"He showed up on security footage outside Susan Landry's office building in the days before her death. He held the same position with the same surveillance posture each time. On the day she was killed, he wasn't there."
Renata processes that with the quiet attention of someone who understands surveillance patterns from the other side of them. Her fingers tap the edge of her laptop, an unconscious rhythm, and I track the movement because I track everything her hands do, a habit I stopped pretending was professional weeks ago.
"He would know the camera systems inside Dominion," she says. "He installed some of them. He'd know how to access commercial surveillance platforms remotely, and if he's sitting on weeks of footage from those private rooms, he has blackmail material on anyone who used them."
"That's what I'm thinking."
"And if he knew those systems well enough to remotely access Dominion's feeds after Margot fired him, wiping the parking garage cameras and manipulating the footage from Susan's building wouldn't have been much of a stretch."
"That's the same conclusion I reached."
She stands and moves to the counter, pulling a second mug from the cabinet and reaching for the coffee maker with theease of someone who has memorized where things live in a kitchen that isn't hers. She fills both and brings one to the table, her fingers brushing the space beside my hand when she sets it down. She doesn't touch me, but the warmth from her skin crosses the gap on its own.
"You've rearranged my mugs," I say.
"I organized them. You had them shoved in the cabinet like you were punishing them for something."
"They're mugs."
"They're your only mugs, and half of them were behind the protein powder. If I have to live here, the kitchen has to function like a kitchen."
"If you have to live here." I take the coffee. It's exactly how I drink it, and she's been watching me make it long enough to know. "You sound like a hostage."
"You sound like a man who's never had someone rearrange his cabinets." She sits back down across from me, tucking one foot under her thigh, and the posture is too comfortable, too settled, too much like a woman who has stopped thinking of this table as borrowed. "How strong is the facial recognition match?"
"It's partial. It's enough for a lead but not enough for a warrant."
"So you have a creepy ex-security contractor lurking outside a dead woman's building, and the system says maybe. That's thin."
"It's a starting point. I need more to tie him to the murders specifically."
"What about his financials? If Lawrence was paying blackmail through wire transfers, the money went somewhere. Ridgewater's accounts might show incoming deposits that match the amounts and timing."
"I'd need a warrant for his financial records. Probable cause requires more than a partial match and a former employer in common."
She wraps both hands around her coffee and watches me over the rim, and the look on her face is the one that costs me sleep. The armor thins just enough for me to see the sharp, calculating mind she buries behind every deflection she throws at me, and she's letting me see it, here, in my kitchen, with her hair down and her guard halfway to the floor. That lands harder than any of the sarcasm ever has.
"The blackmail emails in Lawrence's credenza," she says. "The sender addresses were disposable, random strings. The wire transfer confirmations were clipped to the emails, though. If those transfers went to accounts Ridgewater controls, even through layers, that's your connection."
"The warrant for Blanchard's house will get me the physical evidence. Once I have the folder and the transfer records, I can start tracing the money. If Ridgewater is on the other end, the probable cause builds itself."
"When does the warrant come through?"
"The judge's office has it. It should be soon."
"It should be soon. The legal system's definition of 'soon' and mine have never been in the same time zone."
"You're criticizing the legal system from inside a cop's house while drinking his coffee."
"I'm criticizing the pace, not the system. And you made terrible coffee until I fixed your ratio."
"You changed the ratio?"
"I changed it days ago.
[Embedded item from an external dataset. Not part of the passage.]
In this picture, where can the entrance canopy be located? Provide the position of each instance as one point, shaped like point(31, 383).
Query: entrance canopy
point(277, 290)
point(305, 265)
You haven't noticed because you've been too busy playing detective to taste anything." She takes a sip. "You're welcome."
I have, in fact, noticed the coffee is better. I attributed it to a new bag of beans. The realization that she's been adjusting mykitchen without announcement, just quietly improving things the way she improves the efficiency of everything she touches, pulls a knot tight between my shoulder blades. The woman who reorganized my cabinet and recalibrated my coffee is the same woman who memorized a dead man's blackmail files in the dark and can pick a lock faster than I can find my keys.
I want my hands in her hair. The thought arrives vivid and uninvited: my fingers wound through the auburn she's wearing loose, tilting her head back, finding out what sound she makes when someone controls the angle instead of letting her choose it. She is the bartender who pours my bourbon without making eye contact, the sub who tested Arnold Voss until he broke and gave me the smallest, most genuine sound I've ever heard from a woman before burying it, the burglar who sits at my table speaking my language while the scent of her soap marks my house one surface at a time.